На Тонзее в Мотцене было два пляжа. На южном берегу развлекался немецкий союз нудистов, это было объединение людей среднего сословия, врачей и торговцев. А на северном берегу распоряжался коммунистический союз Присница, который к тому времени еще существовал, хотя уже заправляли нацисты. Союзу принадлежал не только пляж, но и вышка для прыжков высотой четыре метра. Отец послал меня наверх и прикрикнул: «Сегодня же научишься плавать, и немедленно!». Забравшись на вышку, я с ужасом смотрел на воду, потому что совсем не умел плавать, хотя дома отец, с плеткой в руке, и заставлял меня делать упражнения без воды.

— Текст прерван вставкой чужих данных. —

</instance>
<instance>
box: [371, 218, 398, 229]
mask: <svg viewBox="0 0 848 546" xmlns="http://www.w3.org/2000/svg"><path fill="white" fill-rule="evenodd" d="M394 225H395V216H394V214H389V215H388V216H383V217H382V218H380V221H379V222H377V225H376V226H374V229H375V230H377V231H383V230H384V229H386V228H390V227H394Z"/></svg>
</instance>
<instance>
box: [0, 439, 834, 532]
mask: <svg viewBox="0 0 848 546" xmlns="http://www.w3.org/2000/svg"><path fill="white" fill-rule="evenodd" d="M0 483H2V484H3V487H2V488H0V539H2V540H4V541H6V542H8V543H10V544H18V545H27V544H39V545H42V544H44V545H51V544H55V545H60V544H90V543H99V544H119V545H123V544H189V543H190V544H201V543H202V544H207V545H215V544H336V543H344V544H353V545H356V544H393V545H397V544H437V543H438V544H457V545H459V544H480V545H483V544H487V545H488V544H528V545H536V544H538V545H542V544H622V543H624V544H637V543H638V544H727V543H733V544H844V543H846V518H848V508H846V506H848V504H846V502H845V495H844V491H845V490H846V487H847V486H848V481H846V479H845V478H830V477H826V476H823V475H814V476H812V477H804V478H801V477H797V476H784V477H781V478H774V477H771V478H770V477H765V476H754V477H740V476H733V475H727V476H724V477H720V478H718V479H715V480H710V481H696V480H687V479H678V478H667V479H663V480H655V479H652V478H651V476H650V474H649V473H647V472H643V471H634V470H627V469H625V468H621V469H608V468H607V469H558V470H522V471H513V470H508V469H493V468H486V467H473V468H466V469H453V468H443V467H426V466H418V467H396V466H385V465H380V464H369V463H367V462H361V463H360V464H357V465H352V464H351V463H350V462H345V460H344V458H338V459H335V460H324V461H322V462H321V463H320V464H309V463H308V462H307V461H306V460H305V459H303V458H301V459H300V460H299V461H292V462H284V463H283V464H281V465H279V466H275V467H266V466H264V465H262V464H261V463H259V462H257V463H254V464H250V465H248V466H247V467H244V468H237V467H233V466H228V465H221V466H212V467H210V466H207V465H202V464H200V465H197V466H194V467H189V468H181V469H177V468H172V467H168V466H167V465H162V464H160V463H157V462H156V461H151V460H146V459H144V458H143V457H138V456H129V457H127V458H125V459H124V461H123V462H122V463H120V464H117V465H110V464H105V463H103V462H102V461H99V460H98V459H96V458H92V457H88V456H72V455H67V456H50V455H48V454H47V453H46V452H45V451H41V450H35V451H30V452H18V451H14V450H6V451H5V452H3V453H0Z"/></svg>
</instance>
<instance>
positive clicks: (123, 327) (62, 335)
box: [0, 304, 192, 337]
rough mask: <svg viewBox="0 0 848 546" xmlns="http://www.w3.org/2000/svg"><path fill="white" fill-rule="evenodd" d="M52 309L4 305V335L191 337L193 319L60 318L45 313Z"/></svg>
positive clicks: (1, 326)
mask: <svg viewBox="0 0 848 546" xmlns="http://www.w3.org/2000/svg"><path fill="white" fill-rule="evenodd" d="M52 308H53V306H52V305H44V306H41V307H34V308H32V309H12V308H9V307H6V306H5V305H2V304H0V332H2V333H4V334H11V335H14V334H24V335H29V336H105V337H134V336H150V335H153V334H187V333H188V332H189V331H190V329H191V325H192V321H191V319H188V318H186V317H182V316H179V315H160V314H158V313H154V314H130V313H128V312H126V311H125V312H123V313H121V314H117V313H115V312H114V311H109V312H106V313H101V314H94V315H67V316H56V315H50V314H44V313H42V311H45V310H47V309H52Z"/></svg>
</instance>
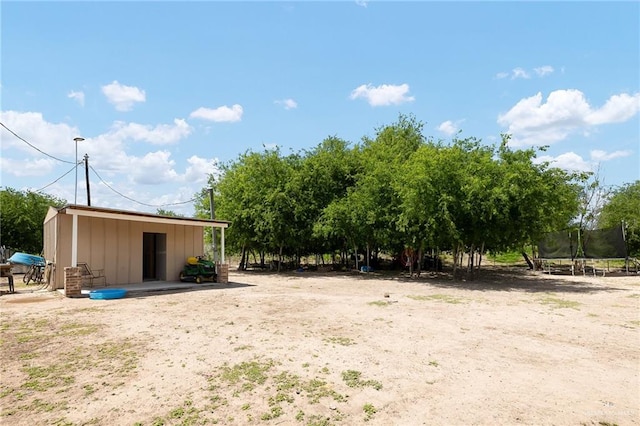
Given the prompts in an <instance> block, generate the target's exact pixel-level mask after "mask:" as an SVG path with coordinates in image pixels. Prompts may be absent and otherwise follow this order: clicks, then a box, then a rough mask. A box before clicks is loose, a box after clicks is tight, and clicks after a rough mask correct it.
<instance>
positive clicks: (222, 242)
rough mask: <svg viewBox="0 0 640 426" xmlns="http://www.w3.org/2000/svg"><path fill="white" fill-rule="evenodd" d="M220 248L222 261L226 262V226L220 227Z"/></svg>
mask: <svg viewBox="0 0 640 426" xmlns="http://www.w3.org/2000/svg"><path fill="white" fill-rule="evenodd" d="M220 250H221V256H220V257H221V261H222V263H224V228H220Z"/></svg>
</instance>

Вдруг со мной что-то случилось. Я почувствовал толчок, свалился в воду, успел еще услышать его крик: «Плыви!» и потерял сознание. Спас меня не отец, а пловец-спасатель, дежуривший на северном берегу. Он вытащил меня из воды на берег, в то время как отец, не шелохнувшись, наблюдал за происходящим. Когда мой спаситель вернул меня к жизни, он обернулся к отцу и заявил, что это было покушение на убийство. «Мне совершенно безразлично», — проскрипел отец. Если бы на берегу не оказалось этого спасателя, я бы так и остался под водой.